ABOUT OUR RESEARCH
The Emergency Ultrasound faculty members in the Department of Emergency Medicine are very active in clinical research relevant to point-of-care-ultrasound (POCUS) in emergency practice.
Our research endeavors generally fall within one or more of the following broad categories:
Assessing the effectiveness and feasibility of novel ultrasound technology, techniques, and applications
Implementation of POCUS in global health
POCUS in medical student and resident education
Drs. Adeyinka Adedipe, Brandon Backlund, Kennedy Hall, Sachita Shah, and Michael Vrablik work collaboratively on a number of research endeavors exploring various facets of Emergency Ultrasound. Our research endeavors generally fall within one or more of the following broad categories: assessing the effectiveness and feasibility of novel ultrasound technology, techniques, and applications; implementation of POCUS in global health; and POCUS in medical student and resident education.
Dr. Adeyinka Adedipe’s current research activities include an investigation of a new type of ultrasound probe to assist with the placement of subclavian central venous catheters under ultrasound guidance, and an adhesive noninvasive monitor that can be used during cardiac arrest to assess blood flow.
Dr. Brandon Backlund is currently exploring factors determining the survival of ultrasound guided intravenous (IV) catheters placed in the emergency department for difficult IV access patients, and assessing a method of measuring change in the optic nerve sheath diameter via ultrasound in a traumatic brain injury model.
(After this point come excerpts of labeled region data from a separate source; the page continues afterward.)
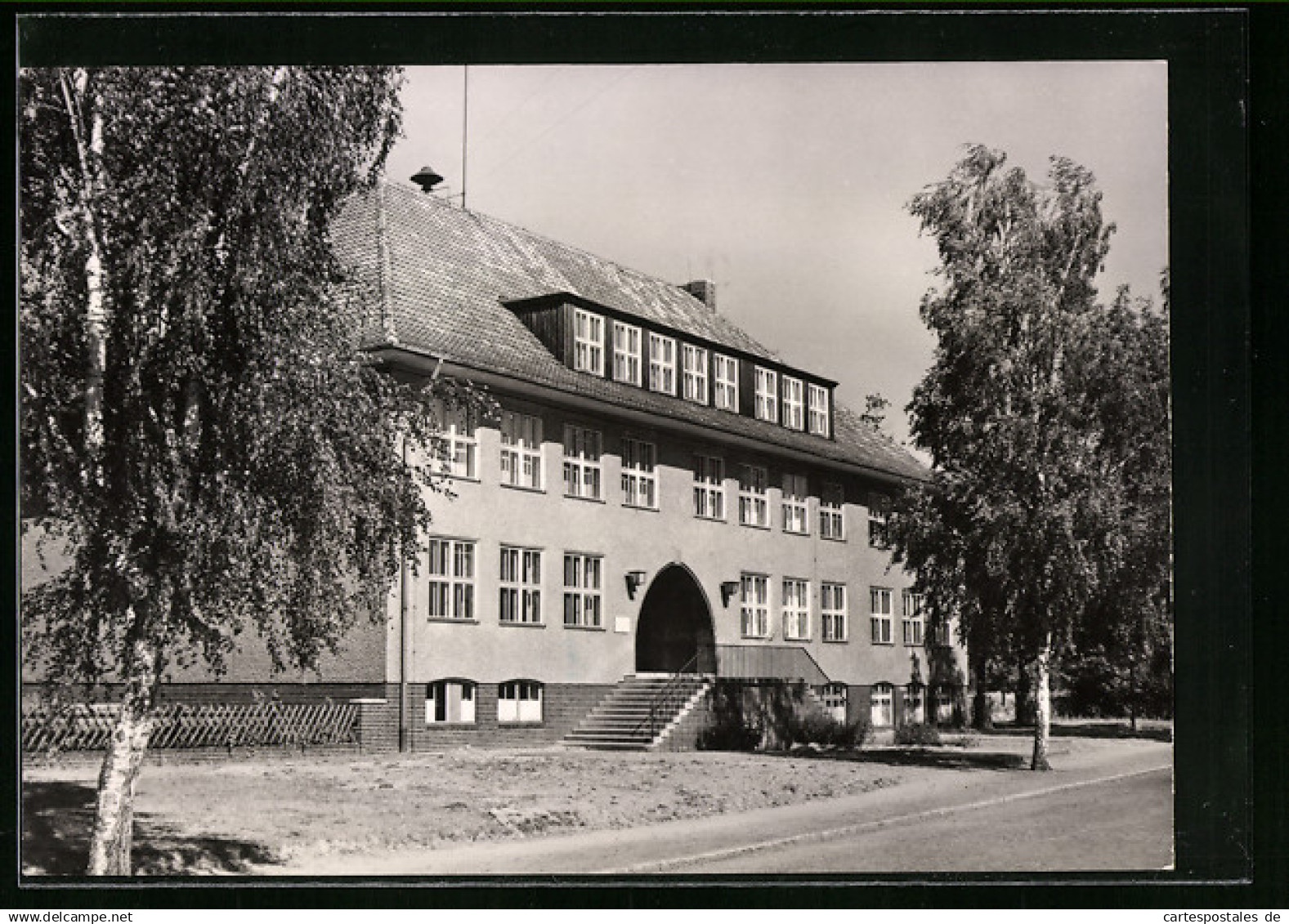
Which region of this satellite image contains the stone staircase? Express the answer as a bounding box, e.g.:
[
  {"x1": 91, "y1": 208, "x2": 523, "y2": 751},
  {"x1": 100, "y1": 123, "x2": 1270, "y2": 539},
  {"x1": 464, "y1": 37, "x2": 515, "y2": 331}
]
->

Dr. Kennedy Hall is developing ultrasound technology that may be used to dislodge kidney stones in vivo, and is the site investigator for a multicenter study assessing ultrasound measurement of the tricuspid annulus plane systolic excursion (TAPSE) for pulmonary embolism.
Dr. Sachita Shah’s research work combines global health, education, and POCUS. Her publications have included work assessing a curriculum to teach POCUS to non-physician clinicians, and investigating barriers to implementation of POCUS in resource-limited international settings.
Dr. Michael Vrablik is investigating the effectiveness of ultrasound guided forearm nerve blocks for upper extremity blast injury. He is also a co-investigator with Dr. Hall in the TAPSE study for pulmonary embolism.
Medic One Funding: The Butterfly Network Supports UW Study
Ross Kessler has recently received funding from the Medic One Foundation for his research on Paramedic Performed Prehospital Lung Ultrasound for Patients with Acute Dyspnea.